Il woke allunga le mani sul mondo Disney
C’era una volta un gruppo imprenditoriale che faceva sognare fanciulle e ragazzini con storie di cavalieri coraggiosi e di principesse prigioniere. Il nuovo pensiero woke, però, comincia a farsi sempre più spazio ed allora basta con le storie di femminucce e finiti i racconti eteronormalizzati, evviva la diversità e largo agli LGBTQ+IA.
Questa è pressappoco la storia che ha vissuto in questi ultimi anni la Disney.
Nonostante il lancio di una propria piattaforma video Disney+ con serie e film progressisti che non hanno niente da invidiare al wokismo di Netflix, le cose non si sono normalizzate. In realtà esiste una strategia commerciale ben sperimentata. Dietro questa voglia di diversità, di differenziazioni e di progresso, la Walt Disney Company cerca di attirare un pubblico sempre più giovane, sempre più sedotto dai contenuti numerici. A voler spingere troppo la leva del progressismo però la Disney&Co ha finito per stancare la gente.
Disney+ subisce l’orientamento politico troppo azzardato delle produzioni: negli ultimi tre mesi dello scorso anno più di 2,4 milioni di spettatori hanno abbandonato una piattaforma che dopo una crescita stupefacente, vede un’inesorabile fuga anche degli abbonati, una crisi che si aggiunge agli 11,3 miliardi di dollari di perdita accumulate dal giorno dal suo lancio.

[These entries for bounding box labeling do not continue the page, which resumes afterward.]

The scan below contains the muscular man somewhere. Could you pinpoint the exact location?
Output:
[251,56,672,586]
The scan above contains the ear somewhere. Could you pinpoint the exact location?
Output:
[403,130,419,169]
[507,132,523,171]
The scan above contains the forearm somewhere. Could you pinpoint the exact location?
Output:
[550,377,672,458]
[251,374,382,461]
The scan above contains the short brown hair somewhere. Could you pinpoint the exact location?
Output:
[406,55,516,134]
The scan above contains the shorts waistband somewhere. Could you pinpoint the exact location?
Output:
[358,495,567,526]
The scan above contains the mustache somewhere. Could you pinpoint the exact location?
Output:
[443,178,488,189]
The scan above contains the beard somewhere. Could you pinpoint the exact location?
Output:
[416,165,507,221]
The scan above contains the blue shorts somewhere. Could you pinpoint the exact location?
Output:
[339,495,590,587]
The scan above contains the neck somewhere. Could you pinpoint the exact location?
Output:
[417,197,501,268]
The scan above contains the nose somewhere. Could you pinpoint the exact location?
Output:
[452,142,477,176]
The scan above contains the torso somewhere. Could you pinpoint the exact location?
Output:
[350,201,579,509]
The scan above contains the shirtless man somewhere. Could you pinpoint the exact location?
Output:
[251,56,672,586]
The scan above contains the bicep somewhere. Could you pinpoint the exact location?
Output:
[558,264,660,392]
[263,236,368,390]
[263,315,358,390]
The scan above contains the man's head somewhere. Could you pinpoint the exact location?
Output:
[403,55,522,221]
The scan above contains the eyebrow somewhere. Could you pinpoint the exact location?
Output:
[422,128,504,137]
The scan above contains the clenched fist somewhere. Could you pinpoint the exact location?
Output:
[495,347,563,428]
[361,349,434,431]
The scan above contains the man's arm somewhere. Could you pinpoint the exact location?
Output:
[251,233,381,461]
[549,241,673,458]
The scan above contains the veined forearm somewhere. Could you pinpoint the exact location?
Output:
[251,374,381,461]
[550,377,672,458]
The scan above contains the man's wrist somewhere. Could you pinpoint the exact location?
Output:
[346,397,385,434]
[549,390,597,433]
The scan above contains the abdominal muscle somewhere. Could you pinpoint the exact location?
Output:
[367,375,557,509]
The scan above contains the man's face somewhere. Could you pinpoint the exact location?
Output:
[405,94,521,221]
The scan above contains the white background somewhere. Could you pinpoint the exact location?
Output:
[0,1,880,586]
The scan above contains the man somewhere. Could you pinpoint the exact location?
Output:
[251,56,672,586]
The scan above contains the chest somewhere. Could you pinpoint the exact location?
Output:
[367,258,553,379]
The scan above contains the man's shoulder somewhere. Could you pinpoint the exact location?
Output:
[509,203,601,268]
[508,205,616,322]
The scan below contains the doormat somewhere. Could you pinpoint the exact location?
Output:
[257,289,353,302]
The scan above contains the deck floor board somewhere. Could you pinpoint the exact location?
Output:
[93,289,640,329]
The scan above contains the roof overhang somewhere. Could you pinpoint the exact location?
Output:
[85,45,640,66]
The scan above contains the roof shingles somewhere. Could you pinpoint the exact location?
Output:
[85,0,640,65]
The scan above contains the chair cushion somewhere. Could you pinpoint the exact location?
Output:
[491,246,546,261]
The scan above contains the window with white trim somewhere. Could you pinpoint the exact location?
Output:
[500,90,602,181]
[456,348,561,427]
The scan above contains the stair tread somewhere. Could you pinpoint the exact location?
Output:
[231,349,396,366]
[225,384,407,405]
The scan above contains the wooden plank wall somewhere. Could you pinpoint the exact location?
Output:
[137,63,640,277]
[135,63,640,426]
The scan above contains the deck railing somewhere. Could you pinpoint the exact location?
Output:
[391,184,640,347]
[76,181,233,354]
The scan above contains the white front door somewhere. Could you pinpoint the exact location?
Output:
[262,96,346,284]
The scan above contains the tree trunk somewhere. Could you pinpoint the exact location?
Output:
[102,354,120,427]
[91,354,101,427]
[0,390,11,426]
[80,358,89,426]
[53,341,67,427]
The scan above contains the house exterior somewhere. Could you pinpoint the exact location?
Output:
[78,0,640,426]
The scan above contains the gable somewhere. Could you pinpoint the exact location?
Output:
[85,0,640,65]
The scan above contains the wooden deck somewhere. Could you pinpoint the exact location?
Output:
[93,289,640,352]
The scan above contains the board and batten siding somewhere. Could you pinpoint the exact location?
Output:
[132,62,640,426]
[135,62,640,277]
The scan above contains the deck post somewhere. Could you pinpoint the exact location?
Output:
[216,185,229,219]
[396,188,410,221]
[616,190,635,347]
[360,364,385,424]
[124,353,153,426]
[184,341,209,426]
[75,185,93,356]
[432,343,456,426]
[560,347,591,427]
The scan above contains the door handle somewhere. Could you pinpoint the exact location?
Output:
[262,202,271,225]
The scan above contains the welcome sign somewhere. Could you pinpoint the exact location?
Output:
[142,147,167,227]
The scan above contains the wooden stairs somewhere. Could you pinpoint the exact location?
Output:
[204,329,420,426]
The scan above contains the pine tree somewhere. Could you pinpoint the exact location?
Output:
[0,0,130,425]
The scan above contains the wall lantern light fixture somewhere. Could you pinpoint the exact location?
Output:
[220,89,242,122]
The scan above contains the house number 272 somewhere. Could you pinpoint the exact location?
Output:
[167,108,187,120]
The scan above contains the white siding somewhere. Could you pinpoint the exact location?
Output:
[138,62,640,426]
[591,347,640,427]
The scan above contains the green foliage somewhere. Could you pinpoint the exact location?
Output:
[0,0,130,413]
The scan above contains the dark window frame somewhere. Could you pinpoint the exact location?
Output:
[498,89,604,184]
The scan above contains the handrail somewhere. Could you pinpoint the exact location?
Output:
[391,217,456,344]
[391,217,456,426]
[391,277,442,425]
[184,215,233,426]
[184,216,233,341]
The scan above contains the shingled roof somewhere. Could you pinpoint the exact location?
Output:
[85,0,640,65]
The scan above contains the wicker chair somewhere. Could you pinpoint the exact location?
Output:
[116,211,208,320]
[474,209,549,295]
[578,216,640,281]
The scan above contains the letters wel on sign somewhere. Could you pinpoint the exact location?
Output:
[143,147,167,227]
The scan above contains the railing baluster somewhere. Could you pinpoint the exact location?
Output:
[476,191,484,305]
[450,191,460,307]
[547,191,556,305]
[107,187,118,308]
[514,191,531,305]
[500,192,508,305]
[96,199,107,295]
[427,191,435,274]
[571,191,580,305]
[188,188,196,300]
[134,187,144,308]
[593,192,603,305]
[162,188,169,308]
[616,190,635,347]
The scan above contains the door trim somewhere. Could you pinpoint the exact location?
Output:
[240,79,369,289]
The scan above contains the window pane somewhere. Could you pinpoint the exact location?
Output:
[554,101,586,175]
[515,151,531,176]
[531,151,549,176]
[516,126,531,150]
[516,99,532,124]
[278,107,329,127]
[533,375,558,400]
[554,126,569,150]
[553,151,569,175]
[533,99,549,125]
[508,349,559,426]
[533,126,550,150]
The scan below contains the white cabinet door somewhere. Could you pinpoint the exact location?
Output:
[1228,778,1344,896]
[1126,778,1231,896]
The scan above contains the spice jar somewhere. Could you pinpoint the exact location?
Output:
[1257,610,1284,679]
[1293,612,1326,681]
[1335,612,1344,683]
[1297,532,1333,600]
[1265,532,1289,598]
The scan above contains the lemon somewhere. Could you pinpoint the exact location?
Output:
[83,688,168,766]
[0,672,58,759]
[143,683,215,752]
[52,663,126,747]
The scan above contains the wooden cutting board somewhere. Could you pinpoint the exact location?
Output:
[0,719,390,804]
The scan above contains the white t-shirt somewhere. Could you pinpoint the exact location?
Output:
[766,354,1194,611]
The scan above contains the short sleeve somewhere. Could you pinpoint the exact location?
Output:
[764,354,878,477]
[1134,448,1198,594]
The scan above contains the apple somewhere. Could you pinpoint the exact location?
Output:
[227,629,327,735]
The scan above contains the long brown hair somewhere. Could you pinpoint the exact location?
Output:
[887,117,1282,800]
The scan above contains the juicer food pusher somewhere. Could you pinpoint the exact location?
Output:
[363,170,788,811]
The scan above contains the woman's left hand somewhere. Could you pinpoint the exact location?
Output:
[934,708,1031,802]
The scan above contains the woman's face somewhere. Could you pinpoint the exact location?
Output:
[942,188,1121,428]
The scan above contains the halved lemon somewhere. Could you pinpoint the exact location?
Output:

Oggi alla Disney ci si chiede di chi sia la responsabilità di questo fallimento, ma Topolino finge di non capire.
Dall’inizio del 2021 la piattaforma digitale Disney+ aveva deciso di avviare una rivisitazione profonda. Così film come Peter Pan, Gli Ariostogatti e L’elefantino Dumbo erano caduti sotto la scure del censore per lottare l’insostenibile razzismo che veicolano queste pellicole per bambini. Su questa linea la ditta aveva preannunciato una rivisitazione dello spettacolo “Bella e la Bestia”, dove Bella sarebbe diventata grossa, nera e alternativa queer. Dopo la sirenetta nera, gli impiegati gender-fluid, le quote di omosessuali e la soppressione dei 7 nani, la linea Biancaneve venne definitivamente oltrepassata. Un’implicazione politica troppo spinta che alla fine è costata molto cara al presidente Chapek.
Nel marzo del 2022 lo stato della Florida ha votato una legge contro la propaganda LGBTQ+1 nelle scuole , legge contestata duramente dall’ex presidente della Disney, Bob Chapek con la conseguenza che il repubblicano governatore Ron DeSanctis ha imposto anche la fine dello statuto fiscale particolare che beneficiava il locale parco d’attrazione Disney World. La maggioranza degli azionisti allora intimava alla Disney di non prendere posizioni politiche in contrasto con le attività commerciali principali. Una dichiarazione che è costata la dimissione di Chapek .
“Noi ci allegrammo e tosto tornò in pianto” (Inferno di Dante) perché il ritorno di Bob Iger alla testa del gruppo aveva acceso la speranza di un cambio di rotta ma l‘avanzata LGBT+q del gigante dell’industria del divertimento, continua oggi con una nuova serie animata: L’orgoglio di una famiglia , serie destinata ad un pubblico giovane che presenta un adolescente nero adottato da due omosessuali che parte alla scoperta della storia dello schiavismo Usa.
Un cambiamento di rotte di 360° di Bob Iger che aveva dichiarato di non voler più polemiche e di non cercare temi di impatto negativo per la ditta. Ed in questo Iger è sembrato proprio topolino impegnato come mago con gli attrezzi del prestigiatore che getta polvere negli occhi del pubblico. Niente di nuovo però: è questa la magia del mondo Disney.